Mamie Hill (Woods School, 1st grade)
gave us scissors, a paper clip and handout, and soon we were making
Happy Helicopters. We explored different ways to make them work
better, and it was fun to see them spin their way down. And next, Mamie had
us gather supplies from the table and make Dr Zed's Phewy Putty.
Mix Elmers Glue "... and cornstarch until you can pick up the mixture."
It tends to stick (adhesion) to your fingers until you achieve the
correct proportions, and then it sticks better to itself (cohesion),
so you can shape it, etc. Why is it called "Phewy?". Try it and see!
Much learning here.
RaeLynn Schneider (Williams School)
handed out a set of pages titled Wave & Kick Puppets,
We each received scissors, two 12 inch lengths of string, and heavy
paper with an "Arm waver" puppet on it. RaeLynn had a completed and
colorful example posted up front, and showed us how pulling the string
would make the arms wave. We all worked to make ours, and drew a face
on it, and make it wave. She also had a colorful Santa Claus
that moved, and a Crazy Crocodile included in the handout.
Besides development of hand skills, students would learn that force
can be redirected - a downward pull on the string can make a puppet's
arms move up! Neat!
John Scavo (Richards KS)
showed us how to make paper model rockets. Roll a sheet of paper
into a cylinder and place a film canister cap within its bottom end.
Cut out a circle 3 - 4 inches in diameter and make a radial slit.
Shape it into a cone for top. Make 3 or 4 fins from remaining paper.
Use Scotch tape to attach and make everything tight. For propellant
use 1/4 Alka Seltzer tablet. With cap removed and rocket
pointing down, add some water. Add about 1/4 Alka Seltzer
tablet to cap, fit cap snugly into bottom. Stand on floor. Gas is
released and after 15 - 20 seconds the cap blows off and the rocket
goes up. May go 20 - 30 ft high! One must maintain tight seals.
Amazing!
Edgar Boyd (Gillespie School)
explained that teachers are always looking for ways to make their
classrooms more interesting, and he had picked up something -
Natural Wonders (about $18, an Orland Park Mall store) -
some S-shaped figures attached to a rotating platform. Edgar started
with one figure, then added another (looked like snakes), then another
(appeared to switch directions of rotation - an illusion), and adding
a fourth figure things looked like collapsing Figure 8's. A challenge
to describe this motion!
Al Tobecksen (Richards Career Academy)
showed us it was relatively easy to hold a spinning wheel by its
axle. But try to change the direction of its axle and it gets hard to
do; it resists that change. It Is a gyroscope. When attached to a rope
and not spinning, it behaves like an ordinary pendulum when given a
push. But when spinning, it responds to a push with an erratic motion.

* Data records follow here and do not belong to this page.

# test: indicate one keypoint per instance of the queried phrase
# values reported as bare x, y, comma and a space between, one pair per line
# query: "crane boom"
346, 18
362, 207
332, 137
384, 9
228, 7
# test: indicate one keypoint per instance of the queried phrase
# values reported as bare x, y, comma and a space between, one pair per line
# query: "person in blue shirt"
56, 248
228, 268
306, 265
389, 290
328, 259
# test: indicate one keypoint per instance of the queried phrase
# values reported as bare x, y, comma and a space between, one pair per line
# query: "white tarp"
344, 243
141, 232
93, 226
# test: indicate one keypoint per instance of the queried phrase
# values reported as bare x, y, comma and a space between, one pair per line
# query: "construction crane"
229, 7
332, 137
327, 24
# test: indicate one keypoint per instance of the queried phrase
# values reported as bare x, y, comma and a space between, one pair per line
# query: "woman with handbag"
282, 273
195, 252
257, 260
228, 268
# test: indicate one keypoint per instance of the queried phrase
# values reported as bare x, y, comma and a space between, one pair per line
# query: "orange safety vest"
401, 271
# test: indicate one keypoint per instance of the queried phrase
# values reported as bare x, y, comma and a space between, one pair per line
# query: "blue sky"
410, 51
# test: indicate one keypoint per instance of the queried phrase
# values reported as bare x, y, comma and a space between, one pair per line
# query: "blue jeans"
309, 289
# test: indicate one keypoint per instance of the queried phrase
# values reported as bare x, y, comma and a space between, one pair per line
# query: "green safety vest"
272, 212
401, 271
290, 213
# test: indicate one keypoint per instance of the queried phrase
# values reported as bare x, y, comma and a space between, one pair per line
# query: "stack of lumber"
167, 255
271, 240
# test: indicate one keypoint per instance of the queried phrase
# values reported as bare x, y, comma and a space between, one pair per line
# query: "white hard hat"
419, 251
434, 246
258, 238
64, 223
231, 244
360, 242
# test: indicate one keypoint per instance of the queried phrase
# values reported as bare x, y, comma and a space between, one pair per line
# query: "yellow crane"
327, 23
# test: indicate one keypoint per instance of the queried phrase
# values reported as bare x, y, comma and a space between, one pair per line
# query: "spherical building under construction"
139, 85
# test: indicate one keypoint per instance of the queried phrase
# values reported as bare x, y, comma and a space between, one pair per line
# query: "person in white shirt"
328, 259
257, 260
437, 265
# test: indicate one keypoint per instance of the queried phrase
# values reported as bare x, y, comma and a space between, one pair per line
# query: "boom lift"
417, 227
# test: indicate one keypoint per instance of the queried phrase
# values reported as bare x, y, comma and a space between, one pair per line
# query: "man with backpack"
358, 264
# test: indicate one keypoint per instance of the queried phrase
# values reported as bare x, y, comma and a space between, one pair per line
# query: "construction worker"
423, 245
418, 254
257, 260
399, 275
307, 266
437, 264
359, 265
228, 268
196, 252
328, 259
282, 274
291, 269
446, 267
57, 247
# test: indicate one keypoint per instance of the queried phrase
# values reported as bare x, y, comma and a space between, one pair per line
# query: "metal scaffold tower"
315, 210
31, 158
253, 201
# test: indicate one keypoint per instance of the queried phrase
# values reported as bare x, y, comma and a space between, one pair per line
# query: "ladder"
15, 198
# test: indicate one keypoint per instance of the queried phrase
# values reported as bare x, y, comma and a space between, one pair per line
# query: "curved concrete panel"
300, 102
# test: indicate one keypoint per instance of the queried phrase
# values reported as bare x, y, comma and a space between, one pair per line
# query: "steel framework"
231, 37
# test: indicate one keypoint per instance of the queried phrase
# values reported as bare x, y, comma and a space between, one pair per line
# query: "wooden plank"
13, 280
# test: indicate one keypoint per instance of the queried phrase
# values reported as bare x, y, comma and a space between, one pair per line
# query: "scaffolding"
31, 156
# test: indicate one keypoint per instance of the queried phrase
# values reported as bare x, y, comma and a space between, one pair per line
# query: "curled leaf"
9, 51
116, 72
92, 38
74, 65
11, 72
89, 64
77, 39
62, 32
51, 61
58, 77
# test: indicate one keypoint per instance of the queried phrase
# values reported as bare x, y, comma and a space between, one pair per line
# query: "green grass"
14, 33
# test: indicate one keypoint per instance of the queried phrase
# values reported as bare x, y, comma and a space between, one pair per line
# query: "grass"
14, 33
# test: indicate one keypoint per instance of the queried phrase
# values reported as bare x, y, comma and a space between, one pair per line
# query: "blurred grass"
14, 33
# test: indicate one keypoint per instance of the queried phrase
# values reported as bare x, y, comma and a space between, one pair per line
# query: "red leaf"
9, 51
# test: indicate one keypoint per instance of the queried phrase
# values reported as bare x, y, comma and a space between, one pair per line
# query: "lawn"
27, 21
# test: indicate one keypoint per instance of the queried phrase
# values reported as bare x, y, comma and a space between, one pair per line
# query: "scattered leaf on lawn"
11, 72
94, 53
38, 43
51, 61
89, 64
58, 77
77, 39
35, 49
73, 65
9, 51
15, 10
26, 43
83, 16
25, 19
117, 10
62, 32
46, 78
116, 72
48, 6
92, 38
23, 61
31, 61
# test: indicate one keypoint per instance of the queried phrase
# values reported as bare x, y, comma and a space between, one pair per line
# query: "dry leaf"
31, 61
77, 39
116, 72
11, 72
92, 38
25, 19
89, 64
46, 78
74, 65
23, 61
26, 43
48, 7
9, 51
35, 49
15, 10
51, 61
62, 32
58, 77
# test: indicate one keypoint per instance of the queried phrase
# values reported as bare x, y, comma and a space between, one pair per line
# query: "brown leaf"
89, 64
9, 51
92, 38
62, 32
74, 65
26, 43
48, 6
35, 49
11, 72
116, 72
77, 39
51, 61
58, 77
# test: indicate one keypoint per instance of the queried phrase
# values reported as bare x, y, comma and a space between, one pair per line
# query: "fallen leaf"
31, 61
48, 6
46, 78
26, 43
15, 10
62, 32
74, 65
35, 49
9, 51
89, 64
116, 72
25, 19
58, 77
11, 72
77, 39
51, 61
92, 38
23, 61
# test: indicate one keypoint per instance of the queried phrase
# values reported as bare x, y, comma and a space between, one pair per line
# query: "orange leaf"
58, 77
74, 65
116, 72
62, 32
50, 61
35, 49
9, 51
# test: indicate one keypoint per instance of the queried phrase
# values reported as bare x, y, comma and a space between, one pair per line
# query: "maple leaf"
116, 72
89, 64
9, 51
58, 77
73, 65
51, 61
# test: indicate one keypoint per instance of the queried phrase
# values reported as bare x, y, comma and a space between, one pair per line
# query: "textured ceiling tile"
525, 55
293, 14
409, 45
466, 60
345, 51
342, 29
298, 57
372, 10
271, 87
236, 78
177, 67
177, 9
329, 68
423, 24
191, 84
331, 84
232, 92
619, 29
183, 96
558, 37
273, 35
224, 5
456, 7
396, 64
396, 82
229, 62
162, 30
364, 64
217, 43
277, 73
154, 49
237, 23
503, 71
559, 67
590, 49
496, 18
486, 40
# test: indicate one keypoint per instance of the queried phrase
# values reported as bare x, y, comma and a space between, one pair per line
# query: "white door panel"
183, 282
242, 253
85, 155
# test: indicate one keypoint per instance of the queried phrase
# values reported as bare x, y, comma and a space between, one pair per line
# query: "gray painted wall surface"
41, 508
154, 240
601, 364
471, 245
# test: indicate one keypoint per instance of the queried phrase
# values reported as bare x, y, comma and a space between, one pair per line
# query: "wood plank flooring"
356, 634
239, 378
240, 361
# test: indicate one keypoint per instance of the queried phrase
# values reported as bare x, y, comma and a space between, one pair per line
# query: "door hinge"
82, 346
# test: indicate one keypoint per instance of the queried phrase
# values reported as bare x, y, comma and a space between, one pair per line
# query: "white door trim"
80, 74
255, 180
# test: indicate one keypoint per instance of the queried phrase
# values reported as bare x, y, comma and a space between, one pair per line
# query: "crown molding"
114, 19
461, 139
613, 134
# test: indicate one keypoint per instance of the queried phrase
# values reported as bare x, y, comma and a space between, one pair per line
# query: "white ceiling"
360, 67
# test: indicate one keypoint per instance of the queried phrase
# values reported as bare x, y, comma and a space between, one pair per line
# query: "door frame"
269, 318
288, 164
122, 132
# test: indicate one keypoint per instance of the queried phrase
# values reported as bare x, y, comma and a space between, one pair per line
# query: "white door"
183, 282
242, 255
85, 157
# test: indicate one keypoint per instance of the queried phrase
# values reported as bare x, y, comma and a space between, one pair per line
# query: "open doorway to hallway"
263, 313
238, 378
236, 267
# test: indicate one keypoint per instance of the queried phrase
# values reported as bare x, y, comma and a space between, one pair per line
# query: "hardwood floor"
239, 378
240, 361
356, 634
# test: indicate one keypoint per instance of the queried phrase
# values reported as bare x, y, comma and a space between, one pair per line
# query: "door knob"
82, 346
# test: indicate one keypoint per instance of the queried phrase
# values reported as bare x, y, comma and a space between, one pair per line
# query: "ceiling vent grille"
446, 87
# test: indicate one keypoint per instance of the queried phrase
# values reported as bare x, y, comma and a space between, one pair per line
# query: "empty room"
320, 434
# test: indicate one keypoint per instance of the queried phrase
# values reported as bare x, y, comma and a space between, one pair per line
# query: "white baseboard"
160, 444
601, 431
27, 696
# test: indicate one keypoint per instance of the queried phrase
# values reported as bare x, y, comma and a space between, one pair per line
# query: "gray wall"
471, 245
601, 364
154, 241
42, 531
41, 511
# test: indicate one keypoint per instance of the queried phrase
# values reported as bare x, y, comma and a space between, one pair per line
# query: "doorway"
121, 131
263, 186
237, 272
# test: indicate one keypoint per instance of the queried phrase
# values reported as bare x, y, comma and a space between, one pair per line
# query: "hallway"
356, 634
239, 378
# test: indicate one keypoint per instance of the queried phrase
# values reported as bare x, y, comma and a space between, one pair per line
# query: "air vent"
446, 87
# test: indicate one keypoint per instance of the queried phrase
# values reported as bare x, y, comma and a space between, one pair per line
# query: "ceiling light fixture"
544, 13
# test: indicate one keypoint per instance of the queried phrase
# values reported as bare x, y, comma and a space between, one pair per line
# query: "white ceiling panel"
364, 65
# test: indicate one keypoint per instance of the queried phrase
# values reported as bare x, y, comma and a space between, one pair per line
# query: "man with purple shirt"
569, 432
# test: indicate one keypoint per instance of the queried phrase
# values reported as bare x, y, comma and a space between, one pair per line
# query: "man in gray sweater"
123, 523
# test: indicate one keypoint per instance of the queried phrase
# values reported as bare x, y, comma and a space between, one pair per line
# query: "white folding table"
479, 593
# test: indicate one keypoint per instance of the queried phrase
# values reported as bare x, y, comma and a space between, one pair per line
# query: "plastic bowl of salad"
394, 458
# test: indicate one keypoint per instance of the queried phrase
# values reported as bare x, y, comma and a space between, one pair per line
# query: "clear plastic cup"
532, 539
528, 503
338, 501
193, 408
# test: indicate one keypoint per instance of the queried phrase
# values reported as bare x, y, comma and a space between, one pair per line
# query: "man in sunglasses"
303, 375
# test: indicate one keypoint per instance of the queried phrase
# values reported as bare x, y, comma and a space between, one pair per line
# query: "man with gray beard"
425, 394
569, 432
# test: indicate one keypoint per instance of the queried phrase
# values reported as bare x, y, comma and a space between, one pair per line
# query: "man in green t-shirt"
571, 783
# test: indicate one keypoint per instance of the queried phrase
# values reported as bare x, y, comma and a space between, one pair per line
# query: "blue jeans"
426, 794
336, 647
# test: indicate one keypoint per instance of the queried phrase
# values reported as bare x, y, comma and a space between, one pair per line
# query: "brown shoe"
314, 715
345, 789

When placed on the floor while spinning, it behave like an ordinary
top. Suspend it from its horizontal axle when it in spinning, and it
moves in a horizontal circle (precession). And placed (spinning) on
the table, it maintains its balance, like the top that it really amounts
to. What marvelous things to behold! And to make your students curious
to learn more!
Valvasti Williams (Perkins Bass School, band director)
showed us what looked like a small, portable piano keyboard. He
showed us its circuitry: voltage regulator, oscillator, keyboard,
pre-amplifier, audio amplifier. Val explained that music and science
go hand-in-hand. One can explore science through music. The keyboard
works through electricity (batteries). The voltage regulator converts
house current to 12 volts. The oscillator produces voltages of various
frequencies. The pre-amp filters out the bad and leaves the good. And
the audio amp produces power to drive the speakers. The keyboard
drives the oscillator. Having explained all this, Val ended by
playing What a Wonderful World!" A Grande Finale!